Ryo slaps my back as I lock my book bag in my desk. “That was great, dude. Really good,” he whispers.
“Thanks, Ryo.” I can’t stand it when Ryo touches me. But since he’s been less of a jerk to me lately, and since Kevin wants us to be friends, I let him. But it’s not easy. Whenever I feel his hand dancing on my shoulder, it makes me want to jump right out of my chair.
“You’re still coming over for my birthday party on Sunday, right?”
“What, this Sunday?”
“Yeah, remember? You told me you’d come.”
“Um, I don’t know. That’s the same day Kevin’s coming back. Plus, I haven’t asked my Momma yet.”
“Boys, please pipe down,” Miss Johnson says. “It’s Marianne’s turn.”
I look up and see Marianne Leatherall standing at the front of the classroom dressed in a potato sack and holding a guitar. I have no idea who she’s going to talk about, but it doesn’t look very interesting, so I plaster on a fake smile and pretend to listen to her so she doesn’t feel bad. But Ryo keeps nattering on behind me in a loud, annoying whisper.
“Dude, you have to come. It’ll be fun.”
“Maybe,” I say out of the corner of my mouth.
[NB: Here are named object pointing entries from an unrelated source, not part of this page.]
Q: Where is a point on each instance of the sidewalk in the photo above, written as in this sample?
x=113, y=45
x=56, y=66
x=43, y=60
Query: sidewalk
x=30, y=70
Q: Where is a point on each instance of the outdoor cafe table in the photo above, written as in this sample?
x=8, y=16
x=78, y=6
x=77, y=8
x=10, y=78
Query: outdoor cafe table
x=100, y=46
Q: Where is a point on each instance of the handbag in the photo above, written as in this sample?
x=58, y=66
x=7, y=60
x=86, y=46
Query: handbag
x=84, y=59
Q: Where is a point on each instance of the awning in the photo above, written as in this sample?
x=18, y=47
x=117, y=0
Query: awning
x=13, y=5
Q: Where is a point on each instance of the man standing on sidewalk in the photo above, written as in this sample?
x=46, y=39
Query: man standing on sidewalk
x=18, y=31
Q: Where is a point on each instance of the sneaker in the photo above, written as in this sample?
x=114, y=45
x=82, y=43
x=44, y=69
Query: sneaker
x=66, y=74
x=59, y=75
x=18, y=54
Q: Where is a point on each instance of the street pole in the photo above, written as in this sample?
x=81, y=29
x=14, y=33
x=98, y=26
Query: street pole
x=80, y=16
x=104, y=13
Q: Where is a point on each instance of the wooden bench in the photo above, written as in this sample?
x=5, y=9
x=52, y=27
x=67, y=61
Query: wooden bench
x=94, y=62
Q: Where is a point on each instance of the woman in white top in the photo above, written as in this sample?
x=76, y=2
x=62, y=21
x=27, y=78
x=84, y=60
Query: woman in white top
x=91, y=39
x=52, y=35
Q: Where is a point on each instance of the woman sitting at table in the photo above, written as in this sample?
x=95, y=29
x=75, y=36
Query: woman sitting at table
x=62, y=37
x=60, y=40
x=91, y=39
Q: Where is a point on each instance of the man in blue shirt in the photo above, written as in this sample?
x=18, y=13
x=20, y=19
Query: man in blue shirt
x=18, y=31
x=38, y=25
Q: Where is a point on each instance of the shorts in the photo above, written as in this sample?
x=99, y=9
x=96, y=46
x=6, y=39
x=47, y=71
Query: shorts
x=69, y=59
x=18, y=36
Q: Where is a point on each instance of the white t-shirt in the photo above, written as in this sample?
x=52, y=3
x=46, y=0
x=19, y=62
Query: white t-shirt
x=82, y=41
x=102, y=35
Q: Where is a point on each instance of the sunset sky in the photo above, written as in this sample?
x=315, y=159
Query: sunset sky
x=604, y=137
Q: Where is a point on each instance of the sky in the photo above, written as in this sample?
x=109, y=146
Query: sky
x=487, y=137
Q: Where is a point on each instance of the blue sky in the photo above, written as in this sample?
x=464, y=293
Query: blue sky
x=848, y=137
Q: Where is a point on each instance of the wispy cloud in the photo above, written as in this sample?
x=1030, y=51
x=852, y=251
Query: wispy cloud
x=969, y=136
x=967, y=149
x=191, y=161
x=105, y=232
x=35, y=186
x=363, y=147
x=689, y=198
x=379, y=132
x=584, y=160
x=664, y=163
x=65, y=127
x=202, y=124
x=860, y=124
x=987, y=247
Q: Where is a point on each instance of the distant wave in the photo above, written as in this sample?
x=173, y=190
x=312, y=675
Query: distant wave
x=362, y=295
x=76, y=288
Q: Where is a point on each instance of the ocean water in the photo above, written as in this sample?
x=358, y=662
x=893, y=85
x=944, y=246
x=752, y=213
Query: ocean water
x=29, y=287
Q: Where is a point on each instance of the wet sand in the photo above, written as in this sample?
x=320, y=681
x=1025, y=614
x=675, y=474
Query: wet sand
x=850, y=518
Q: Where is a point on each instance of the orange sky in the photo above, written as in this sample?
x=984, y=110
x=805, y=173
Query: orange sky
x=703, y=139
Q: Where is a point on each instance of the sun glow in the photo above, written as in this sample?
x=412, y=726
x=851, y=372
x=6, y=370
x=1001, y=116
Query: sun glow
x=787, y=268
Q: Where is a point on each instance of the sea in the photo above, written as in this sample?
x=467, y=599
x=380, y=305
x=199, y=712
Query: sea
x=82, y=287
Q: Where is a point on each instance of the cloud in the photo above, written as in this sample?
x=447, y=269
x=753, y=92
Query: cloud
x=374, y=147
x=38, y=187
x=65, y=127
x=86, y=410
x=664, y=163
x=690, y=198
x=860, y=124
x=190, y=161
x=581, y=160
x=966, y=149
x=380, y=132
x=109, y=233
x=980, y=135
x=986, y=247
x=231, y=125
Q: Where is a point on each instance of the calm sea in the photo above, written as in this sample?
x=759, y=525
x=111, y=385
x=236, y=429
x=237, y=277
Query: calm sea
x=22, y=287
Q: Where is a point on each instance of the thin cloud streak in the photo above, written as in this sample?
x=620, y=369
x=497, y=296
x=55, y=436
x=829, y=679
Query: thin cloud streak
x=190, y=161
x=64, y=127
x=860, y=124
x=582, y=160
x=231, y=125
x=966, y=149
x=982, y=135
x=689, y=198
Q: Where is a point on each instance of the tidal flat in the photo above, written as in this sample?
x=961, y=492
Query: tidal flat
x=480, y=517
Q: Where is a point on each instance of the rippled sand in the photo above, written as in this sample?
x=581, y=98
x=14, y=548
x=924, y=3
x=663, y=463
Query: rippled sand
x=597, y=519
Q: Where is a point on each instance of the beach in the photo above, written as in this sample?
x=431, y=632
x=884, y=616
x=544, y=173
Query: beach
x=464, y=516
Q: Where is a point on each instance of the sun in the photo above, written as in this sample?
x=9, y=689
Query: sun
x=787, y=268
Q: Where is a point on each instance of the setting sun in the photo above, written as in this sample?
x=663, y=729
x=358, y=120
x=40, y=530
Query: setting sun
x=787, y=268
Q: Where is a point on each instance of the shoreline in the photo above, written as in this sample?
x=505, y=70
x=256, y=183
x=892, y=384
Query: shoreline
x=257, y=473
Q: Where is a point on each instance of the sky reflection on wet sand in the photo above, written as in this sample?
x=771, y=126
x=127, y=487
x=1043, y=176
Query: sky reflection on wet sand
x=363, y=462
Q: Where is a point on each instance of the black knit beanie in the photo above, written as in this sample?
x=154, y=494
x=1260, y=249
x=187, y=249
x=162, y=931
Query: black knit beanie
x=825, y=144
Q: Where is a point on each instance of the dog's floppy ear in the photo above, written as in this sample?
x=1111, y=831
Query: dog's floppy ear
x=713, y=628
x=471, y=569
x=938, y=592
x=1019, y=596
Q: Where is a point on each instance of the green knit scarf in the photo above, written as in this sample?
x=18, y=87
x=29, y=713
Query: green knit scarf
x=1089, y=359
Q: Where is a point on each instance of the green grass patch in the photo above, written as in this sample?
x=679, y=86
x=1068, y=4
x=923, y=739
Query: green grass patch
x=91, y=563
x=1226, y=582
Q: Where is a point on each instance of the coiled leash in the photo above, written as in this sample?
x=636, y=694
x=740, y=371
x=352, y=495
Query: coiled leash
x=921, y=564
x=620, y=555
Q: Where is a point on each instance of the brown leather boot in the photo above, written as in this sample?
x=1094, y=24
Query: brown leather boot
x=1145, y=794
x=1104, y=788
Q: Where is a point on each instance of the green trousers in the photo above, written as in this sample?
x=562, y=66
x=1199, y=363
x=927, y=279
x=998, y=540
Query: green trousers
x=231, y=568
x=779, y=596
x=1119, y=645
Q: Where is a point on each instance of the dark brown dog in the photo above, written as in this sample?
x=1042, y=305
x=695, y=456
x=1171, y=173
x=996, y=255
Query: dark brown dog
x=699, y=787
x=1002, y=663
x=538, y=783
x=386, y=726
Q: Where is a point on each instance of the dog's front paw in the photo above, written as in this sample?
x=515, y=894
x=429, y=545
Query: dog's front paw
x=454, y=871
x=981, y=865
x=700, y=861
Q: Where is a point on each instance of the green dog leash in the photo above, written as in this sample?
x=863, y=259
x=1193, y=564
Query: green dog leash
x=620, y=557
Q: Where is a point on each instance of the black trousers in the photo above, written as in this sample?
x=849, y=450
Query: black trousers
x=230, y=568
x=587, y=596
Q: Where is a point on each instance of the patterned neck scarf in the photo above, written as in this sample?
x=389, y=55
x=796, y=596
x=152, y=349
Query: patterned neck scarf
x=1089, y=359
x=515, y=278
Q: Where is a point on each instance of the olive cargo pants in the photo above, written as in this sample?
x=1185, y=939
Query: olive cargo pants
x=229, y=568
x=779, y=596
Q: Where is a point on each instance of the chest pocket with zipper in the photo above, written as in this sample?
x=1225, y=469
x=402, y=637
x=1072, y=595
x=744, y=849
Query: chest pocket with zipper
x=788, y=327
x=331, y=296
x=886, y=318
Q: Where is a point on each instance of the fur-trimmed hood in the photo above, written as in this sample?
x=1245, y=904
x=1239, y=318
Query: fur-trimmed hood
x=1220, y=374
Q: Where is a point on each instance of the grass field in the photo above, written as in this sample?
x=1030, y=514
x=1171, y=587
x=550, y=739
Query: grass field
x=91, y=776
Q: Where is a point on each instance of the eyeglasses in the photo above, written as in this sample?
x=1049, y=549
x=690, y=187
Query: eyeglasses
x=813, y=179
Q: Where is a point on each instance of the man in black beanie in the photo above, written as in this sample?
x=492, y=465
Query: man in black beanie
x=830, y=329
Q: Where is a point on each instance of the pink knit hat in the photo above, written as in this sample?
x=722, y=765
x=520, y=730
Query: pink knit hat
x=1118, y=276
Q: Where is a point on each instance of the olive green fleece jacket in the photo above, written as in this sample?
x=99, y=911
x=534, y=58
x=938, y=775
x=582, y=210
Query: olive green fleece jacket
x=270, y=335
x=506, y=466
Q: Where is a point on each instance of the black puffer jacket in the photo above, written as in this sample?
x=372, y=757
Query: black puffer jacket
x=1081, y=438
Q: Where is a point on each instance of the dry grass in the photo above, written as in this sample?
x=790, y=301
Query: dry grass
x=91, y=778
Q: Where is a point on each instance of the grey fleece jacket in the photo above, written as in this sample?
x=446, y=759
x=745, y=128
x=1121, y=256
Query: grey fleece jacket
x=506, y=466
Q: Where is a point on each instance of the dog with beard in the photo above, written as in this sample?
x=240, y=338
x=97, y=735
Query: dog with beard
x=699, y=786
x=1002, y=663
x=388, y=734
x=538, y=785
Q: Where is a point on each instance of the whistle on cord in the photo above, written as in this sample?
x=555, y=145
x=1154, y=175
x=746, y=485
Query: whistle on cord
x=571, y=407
“Now that I know you’re into Marilyn Monroe, I have a bunch of stuff to show you. Collectables from m
y dad’s shop.”
I whip around in my seat. “Do you have a signed picture?”
Chapter 12
Momma stays quiet when she drives me to Ryo’s place for his birthday party on Sunday. She doesn’t turn on the radio to sing along to the music the way she usually does, she drives slowly on side streets instead of on the main roads, and she doesn’t say a word. It’s not like she’s mad at me, or anything like that. When she’s mad at me, she gets this deep crease between her eyebrows and presses her lips together until they turn white, and she looks away from me. Oh, and she also plays the radio blaringly loud, which is her way of yelling at me. But today she’s just quiet and sighing a lot.
“What’s wrong, Momma?”
Momma looks at me and shakes her head. I think back to earlier that morning to try and figure out why she’s acting this way. I guess she was a little quiet at breakfast, too, but not as much as now. The only thing I remember is the telephone rang late last night as I was dozing off, and I heard Momma talking to someone for a while, even though I couldn’t make out what she was saying.
“Who called last night, Momma?”
Momma pulls up in front of Ryo’s house, leans over, and kisses me. “Don’t worry about anything, baby. Momma’s fine. Everything will be fine.”
Now I’m sure Momma is hiding something. But I figure I can find out about it later. Right now, Ryo is waving at me from his front porch. “Pick me up at three, Momma.” I grab Ryo’s birthday present and jump out of the car without waiting for her to answer.
Even though I’m keen to see Ryo’s dad’s collection of Marilyn stuff, I’m way more excited about Kevin coming home later today. I’ve been missing him so much for the past few weeks. When he first went away, it was like someone ripped my heart from my body, especially since Auntie Doreen wouldn’t let us talk to each other after she caught me coming out of his room that last night. At first, I cried a lot and wasn’t sleeping very well. Then I had nightmares about my father and about Hiro and about the screaming lady. The only thing that saved me from going mad was my Marilyn project. Once I figured out that her spirit is inside me, and once I found out she tried to kill herself because of how sad she got from missing President Kennedy (the way I was missing Kevin), I decided I had to be strong for both of us—for Marilyn and for me—so that the same thing wouldn’t happen to her again.